Still in the early stage of development, the intensive summer program will provide students with practical hard skill development in data science and analysis with mentorship from a career professional in the Bay Area.

Two Gordon students, Janel Hicks ’21 and Tytus Moen ’21, are already participating in the semester-long internships aspect of the Bay Area Project. Hicks will be working for an event production company as an operations intern, where she’ll learn how to produce big events for corporations from start to finish. “Along the way, I will be given networking opportunities within San Francisco and will learn how to integrate my faith with my work,” she says. “This program is giving me the chance to practice independence and get a sneak peek of what life after Gordon will be like.”

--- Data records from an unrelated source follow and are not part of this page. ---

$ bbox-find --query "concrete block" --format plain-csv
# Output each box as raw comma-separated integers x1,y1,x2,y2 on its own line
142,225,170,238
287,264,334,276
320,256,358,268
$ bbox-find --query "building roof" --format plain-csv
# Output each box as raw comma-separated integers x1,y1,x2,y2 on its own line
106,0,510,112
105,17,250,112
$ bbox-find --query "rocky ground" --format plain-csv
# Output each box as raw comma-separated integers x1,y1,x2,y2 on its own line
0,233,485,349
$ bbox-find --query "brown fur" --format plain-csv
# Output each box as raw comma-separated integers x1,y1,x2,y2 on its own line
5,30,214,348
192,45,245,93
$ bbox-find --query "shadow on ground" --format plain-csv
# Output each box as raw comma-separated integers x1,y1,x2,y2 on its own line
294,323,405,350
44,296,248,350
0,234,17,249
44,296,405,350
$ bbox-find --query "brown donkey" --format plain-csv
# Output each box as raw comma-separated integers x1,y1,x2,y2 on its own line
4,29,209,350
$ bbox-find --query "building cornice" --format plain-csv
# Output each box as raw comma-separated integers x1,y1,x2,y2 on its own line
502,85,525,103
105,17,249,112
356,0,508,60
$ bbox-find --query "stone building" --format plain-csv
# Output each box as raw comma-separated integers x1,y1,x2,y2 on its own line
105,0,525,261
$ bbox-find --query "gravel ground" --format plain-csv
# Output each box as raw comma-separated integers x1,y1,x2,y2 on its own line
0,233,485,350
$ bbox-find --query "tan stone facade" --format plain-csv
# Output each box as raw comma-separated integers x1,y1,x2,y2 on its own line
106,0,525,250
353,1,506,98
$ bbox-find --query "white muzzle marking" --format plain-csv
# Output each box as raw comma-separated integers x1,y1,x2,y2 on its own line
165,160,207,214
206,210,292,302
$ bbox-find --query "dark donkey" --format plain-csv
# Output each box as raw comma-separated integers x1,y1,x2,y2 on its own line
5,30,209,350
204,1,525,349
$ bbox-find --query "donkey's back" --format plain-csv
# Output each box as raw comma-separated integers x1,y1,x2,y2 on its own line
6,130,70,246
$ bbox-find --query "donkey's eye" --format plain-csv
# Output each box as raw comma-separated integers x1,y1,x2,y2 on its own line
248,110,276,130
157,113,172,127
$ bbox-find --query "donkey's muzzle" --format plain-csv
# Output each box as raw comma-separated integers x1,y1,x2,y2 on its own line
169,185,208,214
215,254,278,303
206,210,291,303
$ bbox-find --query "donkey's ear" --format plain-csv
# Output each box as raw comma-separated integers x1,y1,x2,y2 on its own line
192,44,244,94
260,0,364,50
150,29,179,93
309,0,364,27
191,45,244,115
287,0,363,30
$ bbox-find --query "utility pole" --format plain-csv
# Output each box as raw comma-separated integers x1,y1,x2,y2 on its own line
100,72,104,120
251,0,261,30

Boston to the Bay Area: Commonalities Across Coasts

Silicon Valley has captured public imagination as a hub of innovation and technological advancement. An area brimming with top-notch universities, businesses, social movements, cultural venues and careers targeting global change, it is ripe with opportunity. Organizations in the Bay Area of San Francisco aren’t afraid to dream, move forward with big ideas, ask hard questions and work to solve tough problems. So, it’s no surprise that the advancements discovered there often influence the rest of the world.

Across the nation on the North Shore of Boston—another city growing in technological advancement and innovative higher education—Gordon is developing servant-leaders with the heart, curiosity, enthusiasm and bravery to tackle the world’s most pressing questions. How can everyone on Earth have access to clean water? What technology can we develop to make life easier for those with special needs? How can we participate in the cultural and economic crosscurrents that exist in our own backyards? At Gordon, students are asking some of the very questions asked by tech companies in Silicon Valley, while being supported by a caring and grounding community of faculty and staff.

These bi-coastal areas boast similar advancements—but also similar gaps. A 2015 report on churchless cities ranked the Bay Area as the most unchurched urban center in the United States (61%), with the greater Boston area nipping at its heels (#3 at 53%). Opportunity abounds for career and gospel advancement in these areas.

Now, these worlds collide with a new opportunity for Gordon students to serve and learn in the vibrant community of the Bay Area. After three years of thoughtful conversation and prayerful consideration, the College partnered with Pat Gelsinger, CEO of VMware, a global leader in technology, as well as Ted ’88 and Sara Lucas and Dante ’80 and Melanie ’82 Rutstrom to develop this new initiative that will equip visionary leaders to bring about Christ-centered change in strategic areas of the country.

“Gordon College has a unique mission: to prepare compassionate problem-solvers for a world of problems,” said Gelsinger at a Conversation with the President event last fall. “I expect Gordon students to solve the global water crisis before thinking about the valued Harvard MBA. They will change and save lives through their testimonies.”

The Bay Area Project “will bring young and bright Christians into the workplace in San Francisco, and I am excited to see how this collaborative relationship continues to grow,” echoes Nancy Ortburg, president of TBC.

Gordon’s sister institution Westmont College has generously partnered to provide housing through their San Francisco Urban Semester program.